I'm so sorry your having to go through this....

We found out at 10 weeks that baby had stopped growing at 7 weeks. I started bleeding the day after the scan and pretty much bled on and off quite heavy at times for next 5 weeks. After that I went back for a scan and unfortunately baby was still there, so I ended up with a D & C.

I hope you get the outcome you are wising for, and lots of baby dust to you for the future

xx


----------



## laurielynn88

corsburn said:


> Hi,
> I just had my first miscarriage and it was natural. It took 3 days, start to finish. First day was mild spotting, with dark blood. The second day was a large amount of thick, mucousy dark brown stuff. The 3rd morning it was bright red blood and clots coming out every time I went to the bathroom. This will sound bad but it was so much I could feel it all coming out, and my heart just broke because I knew it was my baby and fetal tissue and I could not stop it. When you see it in the toilet, you know it was more than just spotting or implantation bleeds. I cramped for those 3 days and still am cramping but its slowing down. The cramping for me wasn't severe but was constant in my lower stomach. I go back to my dr Monday morning to check my blood levels again to be sure they are going down. When I went to the ER, they could not find any evidence of a fetus and they assumed that I had already passed it by the time I got there. I was 9 and 1/2 weeks along. I hope you can do it naturally without a D&C! Thanks for letting me share my story with you and I hope it helps you.

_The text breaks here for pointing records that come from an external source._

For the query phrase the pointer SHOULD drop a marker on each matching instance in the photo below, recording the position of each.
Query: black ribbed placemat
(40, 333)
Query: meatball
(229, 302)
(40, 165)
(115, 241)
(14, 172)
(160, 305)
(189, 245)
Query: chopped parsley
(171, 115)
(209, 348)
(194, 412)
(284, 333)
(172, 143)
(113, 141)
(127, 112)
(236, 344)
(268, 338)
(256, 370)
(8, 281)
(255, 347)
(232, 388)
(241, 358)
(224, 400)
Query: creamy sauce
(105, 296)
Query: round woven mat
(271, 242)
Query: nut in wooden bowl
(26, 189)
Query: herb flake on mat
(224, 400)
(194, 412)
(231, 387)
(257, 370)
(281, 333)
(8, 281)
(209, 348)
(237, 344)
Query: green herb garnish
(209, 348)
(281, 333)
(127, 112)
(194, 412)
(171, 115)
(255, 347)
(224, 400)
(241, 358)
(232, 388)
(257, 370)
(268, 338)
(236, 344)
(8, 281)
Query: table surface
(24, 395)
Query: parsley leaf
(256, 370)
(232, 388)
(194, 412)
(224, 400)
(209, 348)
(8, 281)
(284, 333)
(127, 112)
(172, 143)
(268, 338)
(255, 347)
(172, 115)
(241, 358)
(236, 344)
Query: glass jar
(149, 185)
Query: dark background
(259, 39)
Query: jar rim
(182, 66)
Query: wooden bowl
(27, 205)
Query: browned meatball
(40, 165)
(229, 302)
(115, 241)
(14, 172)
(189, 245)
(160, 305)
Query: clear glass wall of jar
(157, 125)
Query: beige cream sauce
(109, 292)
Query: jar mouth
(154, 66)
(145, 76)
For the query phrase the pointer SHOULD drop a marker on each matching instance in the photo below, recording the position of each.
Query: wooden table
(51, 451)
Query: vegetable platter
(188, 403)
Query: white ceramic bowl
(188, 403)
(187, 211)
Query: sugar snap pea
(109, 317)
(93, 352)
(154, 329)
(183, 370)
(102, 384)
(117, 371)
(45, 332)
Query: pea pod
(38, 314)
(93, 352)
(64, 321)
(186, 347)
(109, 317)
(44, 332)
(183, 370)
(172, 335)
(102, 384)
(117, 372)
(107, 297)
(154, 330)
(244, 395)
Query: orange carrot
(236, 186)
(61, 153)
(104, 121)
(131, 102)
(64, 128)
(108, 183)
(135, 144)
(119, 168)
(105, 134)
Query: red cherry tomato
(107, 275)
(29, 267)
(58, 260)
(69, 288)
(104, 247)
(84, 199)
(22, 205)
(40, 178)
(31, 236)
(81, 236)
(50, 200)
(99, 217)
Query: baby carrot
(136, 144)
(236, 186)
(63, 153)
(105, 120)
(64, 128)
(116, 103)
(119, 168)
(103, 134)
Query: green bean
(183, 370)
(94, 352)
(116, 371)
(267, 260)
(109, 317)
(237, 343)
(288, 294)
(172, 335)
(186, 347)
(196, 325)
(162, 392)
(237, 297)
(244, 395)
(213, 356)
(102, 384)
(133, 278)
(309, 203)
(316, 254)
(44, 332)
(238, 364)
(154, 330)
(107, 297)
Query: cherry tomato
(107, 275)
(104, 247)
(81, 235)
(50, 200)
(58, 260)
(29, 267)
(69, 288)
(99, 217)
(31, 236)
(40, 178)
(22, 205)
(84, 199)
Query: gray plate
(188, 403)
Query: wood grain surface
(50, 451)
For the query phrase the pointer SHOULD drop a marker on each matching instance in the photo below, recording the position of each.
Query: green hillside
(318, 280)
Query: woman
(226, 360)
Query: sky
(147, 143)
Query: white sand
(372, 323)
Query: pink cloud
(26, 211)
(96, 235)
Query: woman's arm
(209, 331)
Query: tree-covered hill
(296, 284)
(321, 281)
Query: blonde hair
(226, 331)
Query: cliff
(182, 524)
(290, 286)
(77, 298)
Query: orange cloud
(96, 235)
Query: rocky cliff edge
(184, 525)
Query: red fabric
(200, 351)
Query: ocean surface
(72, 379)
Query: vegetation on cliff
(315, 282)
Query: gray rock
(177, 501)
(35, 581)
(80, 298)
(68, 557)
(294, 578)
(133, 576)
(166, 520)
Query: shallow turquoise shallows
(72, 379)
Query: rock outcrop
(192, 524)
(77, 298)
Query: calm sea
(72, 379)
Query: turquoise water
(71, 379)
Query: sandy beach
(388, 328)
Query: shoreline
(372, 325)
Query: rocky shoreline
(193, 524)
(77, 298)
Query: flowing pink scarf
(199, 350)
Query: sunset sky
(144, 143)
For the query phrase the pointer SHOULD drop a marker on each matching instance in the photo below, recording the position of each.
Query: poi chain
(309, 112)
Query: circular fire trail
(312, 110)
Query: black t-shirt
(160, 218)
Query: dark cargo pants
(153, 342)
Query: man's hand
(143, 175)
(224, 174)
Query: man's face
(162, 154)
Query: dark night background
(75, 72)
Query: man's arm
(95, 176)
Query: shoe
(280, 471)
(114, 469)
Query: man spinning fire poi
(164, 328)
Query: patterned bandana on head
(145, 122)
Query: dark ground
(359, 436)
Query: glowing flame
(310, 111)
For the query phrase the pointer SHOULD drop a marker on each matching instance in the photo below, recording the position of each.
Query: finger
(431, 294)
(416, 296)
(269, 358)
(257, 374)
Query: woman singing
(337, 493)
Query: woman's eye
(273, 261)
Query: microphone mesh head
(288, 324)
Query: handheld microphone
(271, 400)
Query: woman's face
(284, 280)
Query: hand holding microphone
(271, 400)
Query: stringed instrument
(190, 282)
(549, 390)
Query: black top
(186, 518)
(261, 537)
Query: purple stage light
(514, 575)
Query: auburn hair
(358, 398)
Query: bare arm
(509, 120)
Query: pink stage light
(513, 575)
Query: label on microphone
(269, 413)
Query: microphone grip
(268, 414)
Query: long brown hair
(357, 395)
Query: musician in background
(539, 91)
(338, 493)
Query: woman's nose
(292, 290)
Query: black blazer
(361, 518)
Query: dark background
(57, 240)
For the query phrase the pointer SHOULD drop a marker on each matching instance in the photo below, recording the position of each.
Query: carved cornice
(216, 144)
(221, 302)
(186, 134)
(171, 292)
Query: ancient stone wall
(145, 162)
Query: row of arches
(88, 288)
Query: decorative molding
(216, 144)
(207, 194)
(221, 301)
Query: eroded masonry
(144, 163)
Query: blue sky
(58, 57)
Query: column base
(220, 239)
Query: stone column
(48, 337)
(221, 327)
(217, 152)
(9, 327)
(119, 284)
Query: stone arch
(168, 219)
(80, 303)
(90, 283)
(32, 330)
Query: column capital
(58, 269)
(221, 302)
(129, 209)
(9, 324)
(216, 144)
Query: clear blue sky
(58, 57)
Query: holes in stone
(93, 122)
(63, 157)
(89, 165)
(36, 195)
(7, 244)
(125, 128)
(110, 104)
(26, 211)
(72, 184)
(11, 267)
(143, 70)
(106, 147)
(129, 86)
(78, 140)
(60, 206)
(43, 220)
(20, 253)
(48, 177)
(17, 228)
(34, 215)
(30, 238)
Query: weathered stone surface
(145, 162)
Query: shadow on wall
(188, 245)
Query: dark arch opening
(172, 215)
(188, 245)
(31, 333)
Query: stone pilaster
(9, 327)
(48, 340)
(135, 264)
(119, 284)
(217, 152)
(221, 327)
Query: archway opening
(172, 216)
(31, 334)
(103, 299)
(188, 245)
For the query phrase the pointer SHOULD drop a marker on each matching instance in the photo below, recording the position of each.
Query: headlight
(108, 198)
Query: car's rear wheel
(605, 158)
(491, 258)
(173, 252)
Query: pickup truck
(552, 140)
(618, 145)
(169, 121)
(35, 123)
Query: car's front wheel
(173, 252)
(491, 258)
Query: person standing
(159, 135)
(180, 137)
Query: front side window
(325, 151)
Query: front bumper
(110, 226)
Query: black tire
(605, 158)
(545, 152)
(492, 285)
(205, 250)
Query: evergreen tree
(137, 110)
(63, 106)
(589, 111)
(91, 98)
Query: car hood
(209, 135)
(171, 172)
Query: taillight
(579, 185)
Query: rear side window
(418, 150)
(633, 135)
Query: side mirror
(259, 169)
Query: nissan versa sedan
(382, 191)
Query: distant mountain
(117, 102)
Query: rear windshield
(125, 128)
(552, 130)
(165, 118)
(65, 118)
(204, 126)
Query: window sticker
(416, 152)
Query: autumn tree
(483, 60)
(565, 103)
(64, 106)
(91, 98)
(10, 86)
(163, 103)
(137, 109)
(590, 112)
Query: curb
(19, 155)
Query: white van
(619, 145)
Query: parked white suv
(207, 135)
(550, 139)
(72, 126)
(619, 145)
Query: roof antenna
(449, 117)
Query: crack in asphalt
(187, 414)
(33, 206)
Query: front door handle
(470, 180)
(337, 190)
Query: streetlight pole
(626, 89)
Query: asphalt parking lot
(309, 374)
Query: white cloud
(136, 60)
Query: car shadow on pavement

Basically the same thing happened with me, started on 2/16 with mild light spotting, was bleeding a little heavier on 2/17 but experienced horrible cramps in the evening, thought for sure something was going to happen but nothing did. The next day I was bleeding but had no cramping until the evening again. I felt blood literally run down my leg and I knew it was happening. I broke down in tears and was crying the whole time.. I had 3 gushes of blood come out and finally I passed the sac. It was the most heartbreaking thing I have ever experienced. I could see my baby. If this happens again I will request a D&C. not because I couldn't deal with the pain but because seeing it come out made me realize how real it was and I don't think I could deal with that again. I am feeling much better today, and very hopeful for the future. I am very blessed with beautiful nieces and nephews that are keeping me company along with a supportive husband. I appreciate you sharing your story! I really feel like more women need to know as much about a m/c as possible so they know what to prepare themselves for. I have a doctors appointment on Tuesday and I am hoping that everything passed and there is no need for a d&c. *xoxo*


----------



## froliky2011

I was told I was most likely going to mc last Tuesday (Feb. 14th) and am still waiting. I have some spotting and blood but nothing major and still a positive hpt. Doctor said she thought I would mc by the weekend based upon my numbers. I guess they decided to slow down after that visit.


----------



## laurielynn88

froliky2011 said:


> I was told I was most likely going to mc last Tuesday (Feb. 14th) and am still waiting. I have some spotting and blood but nothing major and still a positive hpt. Doctor said she thought I would mc by the weekend based upon my numbers. I guess they decided to slow down after that visit.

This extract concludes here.